3/11/2023–|Last updated: 11/3/202307:53 PM (Mecca time)
The Asian Football Confederation imposed a fine on the Iranian Sepahan Club amounting to $200,000 and prevented it from playing at the Taqash-e-Jahan Stadium after canceling its match against the Saudi Al-Ittihad in the AFC Champions League in early last October.
The Continental Union counted Al-Ittihad as a 3-0 winner in the match, which was canceled after Al-Ittihad players refused to enter the field due to the placement of a statue of the late Iranian general. Qasem Soleimani At the entrance to the stadium.
The Iranian club will not be allowed to play the next two matches in the tournament at home against Uzbekistan’s AGMK next Monday and the Iraqi club Al-Quwa Al-Jawiya on November 27, with the third match suspended amid a 3-year stadium ban.
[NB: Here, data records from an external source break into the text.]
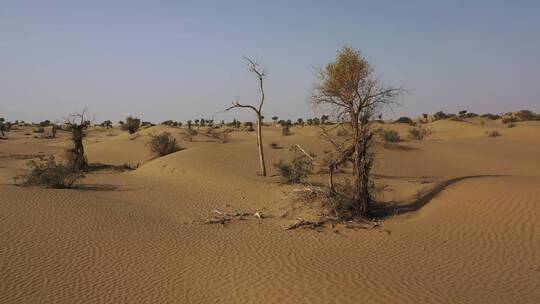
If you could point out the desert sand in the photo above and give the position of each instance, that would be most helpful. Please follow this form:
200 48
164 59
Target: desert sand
139 236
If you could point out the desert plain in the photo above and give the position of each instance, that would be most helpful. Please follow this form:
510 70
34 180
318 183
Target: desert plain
468 230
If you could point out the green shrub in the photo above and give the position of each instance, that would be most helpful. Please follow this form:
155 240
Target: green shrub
509 119
132 124
163 144
390 136
418 133
490 116
525 115
404 119
493 133
297 169
48 173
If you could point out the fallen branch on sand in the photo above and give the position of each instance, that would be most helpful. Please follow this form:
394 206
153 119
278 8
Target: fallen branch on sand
308 224
356 224
222 217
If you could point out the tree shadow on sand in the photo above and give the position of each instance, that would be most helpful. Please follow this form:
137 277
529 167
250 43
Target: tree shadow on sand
393 208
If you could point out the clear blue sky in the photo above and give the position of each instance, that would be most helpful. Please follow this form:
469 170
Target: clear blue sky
181 59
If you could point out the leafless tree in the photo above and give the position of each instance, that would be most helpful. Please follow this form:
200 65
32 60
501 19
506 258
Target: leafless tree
2 126
348 88
260 73
77 123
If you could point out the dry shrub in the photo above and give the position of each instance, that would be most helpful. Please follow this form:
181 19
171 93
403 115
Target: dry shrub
163 144
132 124
493 133
299 167
48 173
419 133
390 136
221 136
274 145
404 119
509 119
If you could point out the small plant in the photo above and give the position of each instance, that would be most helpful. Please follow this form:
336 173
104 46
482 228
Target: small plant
48 173
509 119
285 127
299 167
132 124
390 136
163 144
418 133
249 126
493 133
404 119
274 145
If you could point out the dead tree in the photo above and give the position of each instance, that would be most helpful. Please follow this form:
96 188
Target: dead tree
260 74
77 124
355 97
2 127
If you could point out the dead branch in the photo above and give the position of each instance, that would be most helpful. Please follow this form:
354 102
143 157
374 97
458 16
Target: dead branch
223 217
306 224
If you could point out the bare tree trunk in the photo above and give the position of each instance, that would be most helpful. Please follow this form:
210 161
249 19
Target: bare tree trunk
78 148
260 144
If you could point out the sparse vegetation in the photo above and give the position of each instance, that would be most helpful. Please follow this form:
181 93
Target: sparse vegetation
260 74
132 124
419 133
163 144
48 173
356 97
404 119
390 136
493 133
299 167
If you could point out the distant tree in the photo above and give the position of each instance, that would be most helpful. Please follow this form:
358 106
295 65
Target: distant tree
2 126
356 97
132 124
260 74
77 125
107 124
324 119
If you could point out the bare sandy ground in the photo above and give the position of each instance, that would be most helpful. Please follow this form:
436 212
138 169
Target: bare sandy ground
137 237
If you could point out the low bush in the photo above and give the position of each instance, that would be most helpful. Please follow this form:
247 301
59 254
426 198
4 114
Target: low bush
163 144
274 145
404 119
419 133
525 115
297 169
132 124
493 133
490 116
48 173
509 119
390 136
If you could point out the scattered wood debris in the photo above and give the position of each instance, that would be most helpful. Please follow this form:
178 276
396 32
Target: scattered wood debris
223 218
356 224
307 224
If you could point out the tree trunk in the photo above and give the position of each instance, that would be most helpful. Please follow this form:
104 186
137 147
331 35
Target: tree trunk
78 149
260 144
361 166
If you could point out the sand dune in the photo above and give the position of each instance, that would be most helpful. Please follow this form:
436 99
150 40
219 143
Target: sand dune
137 237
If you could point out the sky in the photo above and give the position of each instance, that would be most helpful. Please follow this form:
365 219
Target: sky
182 60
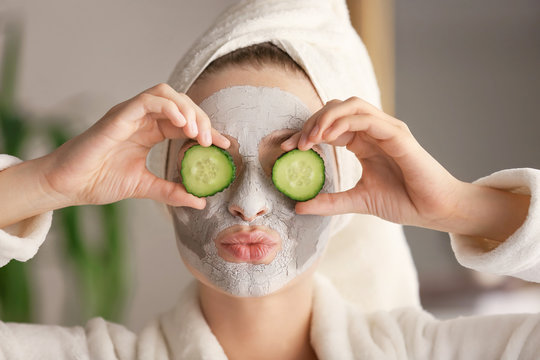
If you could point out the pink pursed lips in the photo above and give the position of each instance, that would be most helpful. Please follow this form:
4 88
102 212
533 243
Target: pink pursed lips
251 245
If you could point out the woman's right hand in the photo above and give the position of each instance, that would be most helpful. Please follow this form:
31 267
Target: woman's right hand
107 163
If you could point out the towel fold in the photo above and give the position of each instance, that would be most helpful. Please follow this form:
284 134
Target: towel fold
318 35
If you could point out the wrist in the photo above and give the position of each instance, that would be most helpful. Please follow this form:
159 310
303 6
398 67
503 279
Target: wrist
485 212
53 195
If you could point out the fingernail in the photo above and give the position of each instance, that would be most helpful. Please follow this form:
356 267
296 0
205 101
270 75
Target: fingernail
302 141
181 119
193 128
314 131
207 138
287 143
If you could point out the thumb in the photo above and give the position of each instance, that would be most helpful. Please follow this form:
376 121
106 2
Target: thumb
344 202
173 194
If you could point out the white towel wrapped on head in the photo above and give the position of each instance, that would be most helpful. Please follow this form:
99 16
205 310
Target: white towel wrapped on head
368 258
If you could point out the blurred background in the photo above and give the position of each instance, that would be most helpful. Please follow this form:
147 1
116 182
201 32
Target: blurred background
465 78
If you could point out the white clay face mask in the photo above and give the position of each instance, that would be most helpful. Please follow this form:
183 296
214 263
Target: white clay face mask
249 114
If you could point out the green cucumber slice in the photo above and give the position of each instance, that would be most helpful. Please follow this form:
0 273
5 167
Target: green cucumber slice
299 174
207 170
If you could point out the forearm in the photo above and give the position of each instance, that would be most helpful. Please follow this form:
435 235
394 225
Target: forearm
24 192
485 212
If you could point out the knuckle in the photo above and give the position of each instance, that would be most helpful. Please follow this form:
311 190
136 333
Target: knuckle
403 126
162 88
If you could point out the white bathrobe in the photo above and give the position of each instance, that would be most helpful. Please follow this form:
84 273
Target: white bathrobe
339 330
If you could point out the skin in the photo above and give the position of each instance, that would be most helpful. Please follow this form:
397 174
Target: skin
401 183
257 120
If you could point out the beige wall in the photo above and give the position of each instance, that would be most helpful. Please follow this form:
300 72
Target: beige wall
467 82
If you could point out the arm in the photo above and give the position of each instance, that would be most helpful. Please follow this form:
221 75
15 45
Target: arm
402 183
106 163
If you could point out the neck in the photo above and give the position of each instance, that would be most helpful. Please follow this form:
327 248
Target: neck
276 326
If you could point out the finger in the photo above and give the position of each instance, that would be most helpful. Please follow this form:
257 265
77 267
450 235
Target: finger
303 142
333 204
198 123
292 142
173 194
135 112
220 140
184 103
204 128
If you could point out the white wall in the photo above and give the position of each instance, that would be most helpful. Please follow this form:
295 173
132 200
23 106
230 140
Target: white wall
81 58
467 84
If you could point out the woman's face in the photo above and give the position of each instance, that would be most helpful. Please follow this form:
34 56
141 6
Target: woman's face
249 241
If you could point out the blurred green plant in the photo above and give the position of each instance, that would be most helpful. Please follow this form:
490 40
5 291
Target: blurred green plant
100 271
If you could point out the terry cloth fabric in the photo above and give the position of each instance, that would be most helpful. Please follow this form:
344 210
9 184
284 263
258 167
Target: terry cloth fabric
501 260
22 240
318 35
338 331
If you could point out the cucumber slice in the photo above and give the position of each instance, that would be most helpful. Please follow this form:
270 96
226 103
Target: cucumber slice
207 170
299 174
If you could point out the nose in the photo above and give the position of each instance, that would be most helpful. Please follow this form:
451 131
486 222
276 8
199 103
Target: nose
238 211
249 200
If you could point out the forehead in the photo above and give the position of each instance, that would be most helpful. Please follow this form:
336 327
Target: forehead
249 113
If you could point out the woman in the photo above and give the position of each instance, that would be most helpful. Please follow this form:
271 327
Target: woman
276 311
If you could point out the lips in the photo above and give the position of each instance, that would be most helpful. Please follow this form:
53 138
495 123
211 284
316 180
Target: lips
255 245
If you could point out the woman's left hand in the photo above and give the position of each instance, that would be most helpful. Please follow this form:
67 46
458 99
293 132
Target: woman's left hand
401 182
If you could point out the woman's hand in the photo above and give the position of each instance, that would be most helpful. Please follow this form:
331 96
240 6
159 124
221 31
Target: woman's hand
400 181
107 163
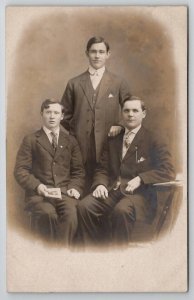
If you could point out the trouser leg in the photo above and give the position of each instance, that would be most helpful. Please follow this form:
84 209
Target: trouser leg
68 223
44 217
92 213
122 219
90 164
54 218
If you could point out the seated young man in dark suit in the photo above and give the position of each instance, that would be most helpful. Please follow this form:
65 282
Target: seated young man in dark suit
51 158
122 188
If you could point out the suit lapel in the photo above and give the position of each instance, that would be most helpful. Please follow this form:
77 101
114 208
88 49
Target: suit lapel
119 145
43 140
85 85
136 143
62 143
104 85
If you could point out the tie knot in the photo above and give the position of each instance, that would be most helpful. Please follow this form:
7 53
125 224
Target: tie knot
54 134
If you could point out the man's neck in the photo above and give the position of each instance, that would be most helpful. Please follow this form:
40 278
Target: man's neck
56 129
135 130
92 69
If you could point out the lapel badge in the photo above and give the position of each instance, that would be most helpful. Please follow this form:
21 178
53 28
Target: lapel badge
110 96
141 159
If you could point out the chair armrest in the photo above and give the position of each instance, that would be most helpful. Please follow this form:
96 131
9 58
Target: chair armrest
175 183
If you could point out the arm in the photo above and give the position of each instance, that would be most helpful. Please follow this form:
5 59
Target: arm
77 172
163 169
101 175
123 94
68 103
23 166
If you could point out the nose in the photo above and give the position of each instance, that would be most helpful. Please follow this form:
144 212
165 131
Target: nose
97 54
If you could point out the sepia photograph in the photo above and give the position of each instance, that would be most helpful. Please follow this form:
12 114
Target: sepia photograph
96 130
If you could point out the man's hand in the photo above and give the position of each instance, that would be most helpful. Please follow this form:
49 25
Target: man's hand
42 190
114 130
100 192
133 184
73 193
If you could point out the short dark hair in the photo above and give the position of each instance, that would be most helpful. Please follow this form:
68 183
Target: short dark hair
133 98
46 103
97 40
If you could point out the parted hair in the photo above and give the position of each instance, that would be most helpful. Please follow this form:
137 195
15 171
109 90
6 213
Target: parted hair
96 40
132 98
46 103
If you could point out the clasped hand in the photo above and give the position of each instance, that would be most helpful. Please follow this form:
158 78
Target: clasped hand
43 191
133 184
100 192
114 130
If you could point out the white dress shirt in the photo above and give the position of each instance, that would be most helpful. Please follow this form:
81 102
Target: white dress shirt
96 75
48 133
129 135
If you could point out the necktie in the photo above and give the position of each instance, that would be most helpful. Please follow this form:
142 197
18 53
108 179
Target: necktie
54 140
95 78
126 143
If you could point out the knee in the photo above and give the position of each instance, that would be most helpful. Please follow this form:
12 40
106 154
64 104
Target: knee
84 204
121 210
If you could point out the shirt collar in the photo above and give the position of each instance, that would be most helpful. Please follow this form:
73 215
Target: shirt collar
48 131
134 131
92 71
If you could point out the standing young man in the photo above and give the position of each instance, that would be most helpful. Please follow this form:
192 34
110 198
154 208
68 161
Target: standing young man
92 104
50 158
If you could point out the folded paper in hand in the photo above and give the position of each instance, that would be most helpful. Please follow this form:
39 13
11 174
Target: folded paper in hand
53 193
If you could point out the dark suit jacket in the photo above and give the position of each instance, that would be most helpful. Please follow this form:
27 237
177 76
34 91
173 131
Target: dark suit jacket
147 157
79 113
37 163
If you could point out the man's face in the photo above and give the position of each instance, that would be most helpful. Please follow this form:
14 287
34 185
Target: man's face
133 114
97 55
52 116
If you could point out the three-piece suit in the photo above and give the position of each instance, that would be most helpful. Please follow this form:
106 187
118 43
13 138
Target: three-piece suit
89 114
38 163
147 157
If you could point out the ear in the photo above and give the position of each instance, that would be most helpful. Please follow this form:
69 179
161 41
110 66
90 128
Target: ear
108 54
144 113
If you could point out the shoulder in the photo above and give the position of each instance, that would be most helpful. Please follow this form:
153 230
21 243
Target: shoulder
71 140
77 78
32 136
114 77
116 139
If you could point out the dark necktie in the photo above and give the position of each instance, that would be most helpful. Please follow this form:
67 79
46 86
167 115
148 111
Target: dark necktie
54 140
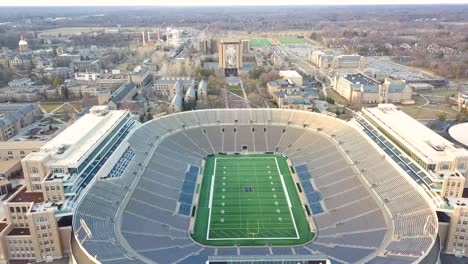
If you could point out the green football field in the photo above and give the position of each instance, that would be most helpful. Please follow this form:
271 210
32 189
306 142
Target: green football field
249 200
292 40
263 42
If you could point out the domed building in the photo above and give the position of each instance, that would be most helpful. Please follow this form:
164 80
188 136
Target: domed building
23 45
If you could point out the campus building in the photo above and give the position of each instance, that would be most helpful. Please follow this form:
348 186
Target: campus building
361 89
17 150
15 117
230 56
37 223
324 60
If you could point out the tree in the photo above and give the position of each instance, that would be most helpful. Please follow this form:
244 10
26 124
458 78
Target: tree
57 82
65 93
442 117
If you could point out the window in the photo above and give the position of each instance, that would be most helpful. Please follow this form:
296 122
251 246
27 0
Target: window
33 170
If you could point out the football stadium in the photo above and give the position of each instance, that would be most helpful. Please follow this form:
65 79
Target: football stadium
253 186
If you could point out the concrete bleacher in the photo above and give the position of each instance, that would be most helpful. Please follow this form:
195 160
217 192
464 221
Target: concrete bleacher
328 155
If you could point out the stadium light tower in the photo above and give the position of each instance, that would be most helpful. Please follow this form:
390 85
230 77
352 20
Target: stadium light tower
86 229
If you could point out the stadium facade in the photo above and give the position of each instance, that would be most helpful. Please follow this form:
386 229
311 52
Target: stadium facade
436 164
366 207
37 223
110 190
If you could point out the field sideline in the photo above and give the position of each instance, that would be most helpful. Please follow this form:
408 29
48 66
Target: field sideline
249 200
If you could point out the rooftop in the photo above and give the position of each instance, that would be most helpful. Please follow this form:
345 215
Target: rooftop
19 232
70 146
358 78
460 133
422 140
26 197
6 165
289 74
26 144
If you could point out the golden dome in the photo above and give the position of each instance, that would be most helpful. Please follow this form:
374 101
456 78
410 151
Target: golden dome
23 42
The AFC Disciplinary Committee said Sepahan’s action “created an unsafe and unstable environment” and “caused damage to the reputation of the AFC, the AFC Champions League and Asian football in general.”
The incident occurred in the city of Isfahan on October 2, when the match was canceled minutes after it was scheduled to start, in the presence of about 60,000 fans in the stadium.
The Saudi Al-Ittihad score rose to 9 points from 3 matches, at the top of the Group C standings, 5 points ahead of Al-Quwa Al-Jawiya and Sepahan, while “AGMK” is at the bottom of the standings with no points.
Qasem Soleimani, a prominent general in the Iranian Revolutionary Guard, was killed near Baghdad airport in a US drone strike in January 2020.
This year’s AFC Champions League is the first since 2016 in which clubs from both countries are allowed to play each other home and away.